Roy's Journal

Roy: Thanks a lot for the time you spent writing this reply! It is very helpful and this forum has become a very important resource for me thanks to many of you here.

Hi Roy,

Thank you for your feedback, and I am delighted that you understand so much of what I explained. It’s a lot to take in and even more to digest. I much appreciate your response. Just two more points I’d like to comment on.

Roy: Intimacy to me used to mean being exceptionally close to someone in a vulnerable/fragile way, and now it means being fully transparent without worries about what I share / say / how the other person reacts / if they will accept me or not / etc. I guess I didn’t ever had this type of real human connection in the past.

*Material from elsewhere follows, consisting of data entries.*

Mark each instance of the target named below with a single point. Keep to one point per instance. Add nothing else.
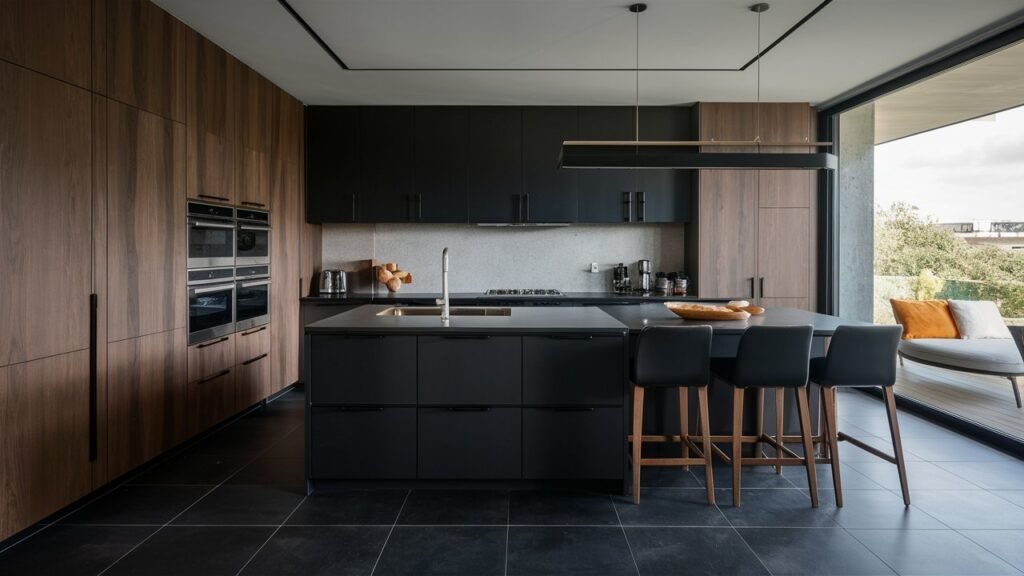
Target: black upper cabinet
(606, 196)
(550, 193)
(387, 159)
(664, 196)
(441, 144)
(333, 163)
(495, 167)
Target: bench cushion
(990, 355)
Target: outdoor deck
(987, 401)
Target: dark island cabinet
(495, 166)
(485, 165)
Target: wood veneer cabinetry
(45, 215)
(145, 236)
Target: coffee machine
(644, 282)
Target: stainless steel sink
(436, 311)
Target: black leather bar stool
(674, 357)
(769, 357)
(860, 357)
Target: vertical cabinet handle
(93, 404)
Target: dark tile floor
(235, 504)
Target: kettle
(333, 282)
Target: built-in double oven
(228, 278)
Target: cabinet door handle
(215, 376)
(207, 344)
(251, 360)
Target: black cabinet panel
(664, 196)
(363, 370)
(470, 371)
(441, 147)
(572, 444)
(602, 192)
(333, 163)
(363, 443)
(387, 159)
(477, 444)
(550, 192)
(572, 371)
(495, 168)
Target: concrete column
(856, 213)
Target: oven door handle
(204, 223)
(208, 289)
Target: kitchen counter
(522, 320)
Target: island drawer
(573, 370)
(363, 369)
(572, 443)
(475, 370)
(363, 443)
(470, 443)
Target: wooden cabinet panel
(784, 252)
(253, 380)
(210, 358)
(145, 237)
(53, 37)
(146, 51)
(45, 215)
(727, 246)
(44, 438)
(146, 399)
(212, 123)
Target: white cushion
(977, 320)
(991, 355)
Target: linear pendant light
(692, 155)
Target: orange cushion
(925, 319)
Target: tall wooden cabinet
(756, 235)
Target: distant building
(1009, 236)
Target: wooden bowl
(697, 312)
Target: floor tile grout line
(625, 535)
(388, 537)
(272, 534)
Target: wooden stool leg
(830, 432)
(805, 434)
(684, 422)
(637, 440)
(737, 442)
(706, 435)
(890, 398)
(779, 426)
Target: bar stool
(675, 357)
(769, 357)
(859, 357)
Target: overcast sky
(972, 171)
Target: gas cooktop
(522, 292)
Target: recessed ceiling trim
(337, 58)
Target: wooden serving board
(705, 314)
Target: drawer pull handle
(214, 377)
(224, 339)
(251, 360)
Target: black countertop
(523, 320)
(636, 318)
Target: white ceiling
(847, 44)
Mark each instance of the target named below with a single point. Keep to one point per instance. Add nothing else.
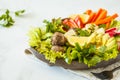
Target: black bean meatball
(58, 39)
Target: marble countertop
(14, 63)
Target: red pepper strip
(111, 30)
(117, 33)
(72, 22)
(112, 33)
(65, 21)
(118, 43)
(78, 22)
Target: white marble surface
(14, 64)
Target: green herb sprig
(6, 19)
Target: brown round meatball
(58, 39)
(57, 48)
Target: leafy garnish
(6, 20)
(54, 26)
(19, 12)
(82, 32)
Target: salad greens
(100, 46)
(6, 19)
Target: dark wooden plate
(75, 65)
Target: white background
(14, 64)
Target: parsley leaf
(19, 12)
(6, 20)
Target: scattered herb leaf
(19, 12)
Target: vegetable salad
(89, 38)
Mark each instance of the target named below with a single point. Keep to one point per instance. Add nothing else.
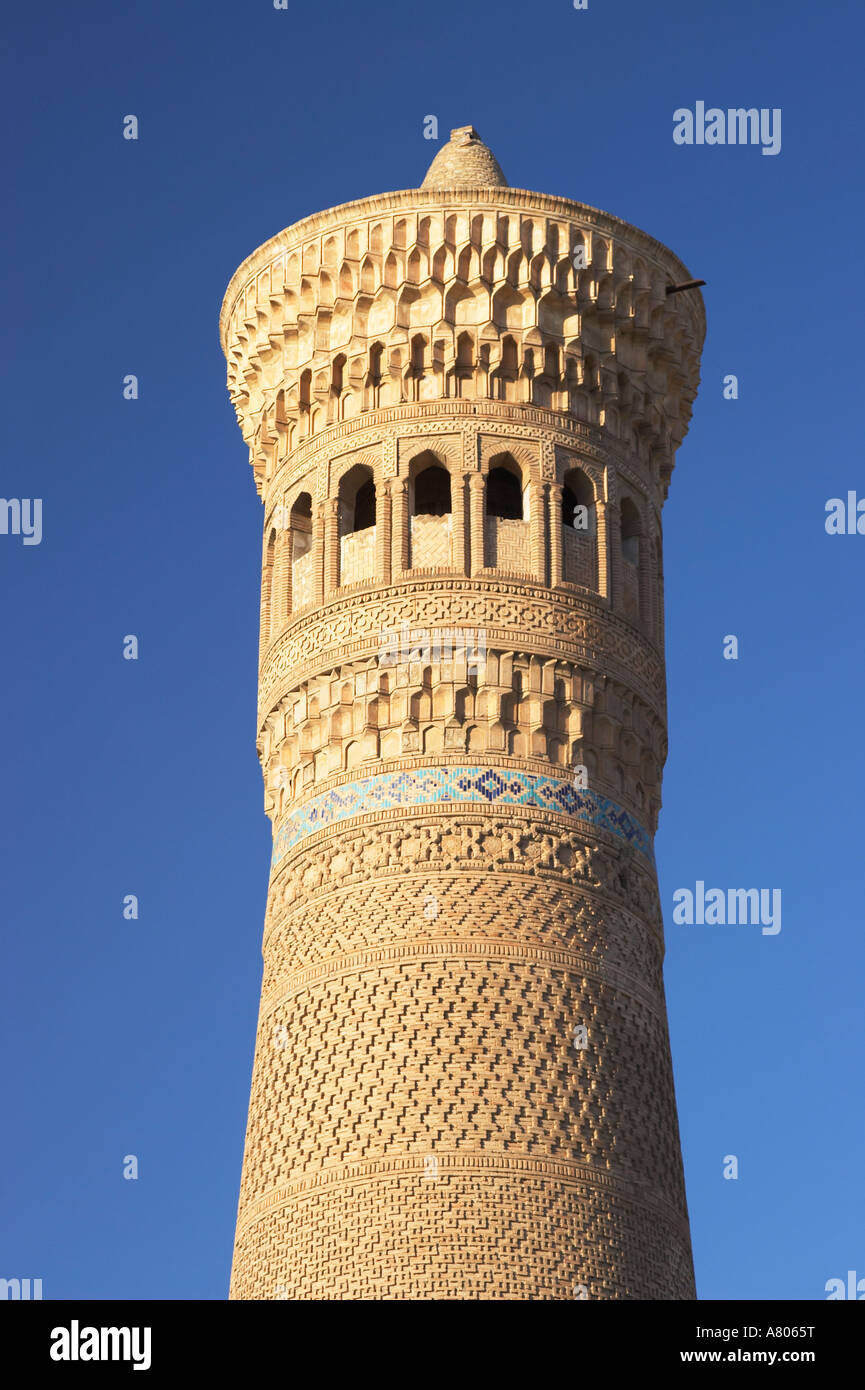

An actual intimacy is indeed happening with everyone and everything “being fully transparent” and, of course “without worries” of any kind. This is part and parcel of not being ‘self’-centred and without any ‘self’ whatsoever, and one is therefore benevolent, equitable and considerate.

The more one is virtually happy and virtually harmless, the more intimacy with fellow human beings and the world around you is possible. When pure intent is dedicatory in place (“as an overriding/ overarching life-devotional goal which takes absolute precedence over all else”), then you can be “fully transparent without” and be more and more confidently harmless. Until this happens it is still advisable to take into account that you, and everyone else, is a feeling being with whatever this entails.

Maybe you had already implied all that when you wrote the above paragraph. I am just being careful remembering ‘Vineeto’s’ own experiences when ‘her’ confidence in having successfully dismantled some of ‘her’ social identity sometimes translated into impulsive actions, which were anything but beneficial … ‘oops’.

Vineeto: ‘Vineeto’ also discovered in ‘her’ quest of becoming factually/ actually harmless, that it wasn’t enough to investigate and disempower the ‘bad’ emotions and their related conditioning but even more so the ‘good’ emotions . Each ‘good’ feeling has a dark twin underpinning it.

Roy: It’s very interesting that you say that because the other day I had exactly a situation in my life in which I realized that I should investigate good feelings too. I thought I wouldn’t need to care too much about what is positive, but in fact I need to investigate any disturbing feeling (positive and negative). The situation was that I happened to do something very positive both in my community and at work without even trying and without selfish motivations. It just happened that I had to handle these situations and I handled them very well. And so I was praised and with that came a great feeling of belonging and worthiness. Later however I did something stupid and turns out that it was caused by the inflated ego from earlier. Whenever I let my ego become bigger it ends up affecting my behaviors later on in a negative way. So basically I have to investigate both positive and negative feelings. (link)

That is great discovery you made.

However, there is far more to the “negative” side of ‘good’ feelings than inflation of the ego. By calling ‘good’ feelings (such as love and compassion) “what is positive” you may have missed the issue of what ‘good’ feelings and their dark twin are. The reason for the long quote from Richard at the end of my last post was to give you some material to contemplate when you have the time and inclination. ‘Good’ feelings are just as passionate as ‘bad’ feelings, arising from the same instinctual passions, ‘me’ at the core of my being, and hence equally rotten at the core.

Richard: … Little did I realise that it was ‘The Good’ that kept ‘The Bad’ in place. I was soon to find this out. (Richard, List B, No. 31, 7 Mar 1998).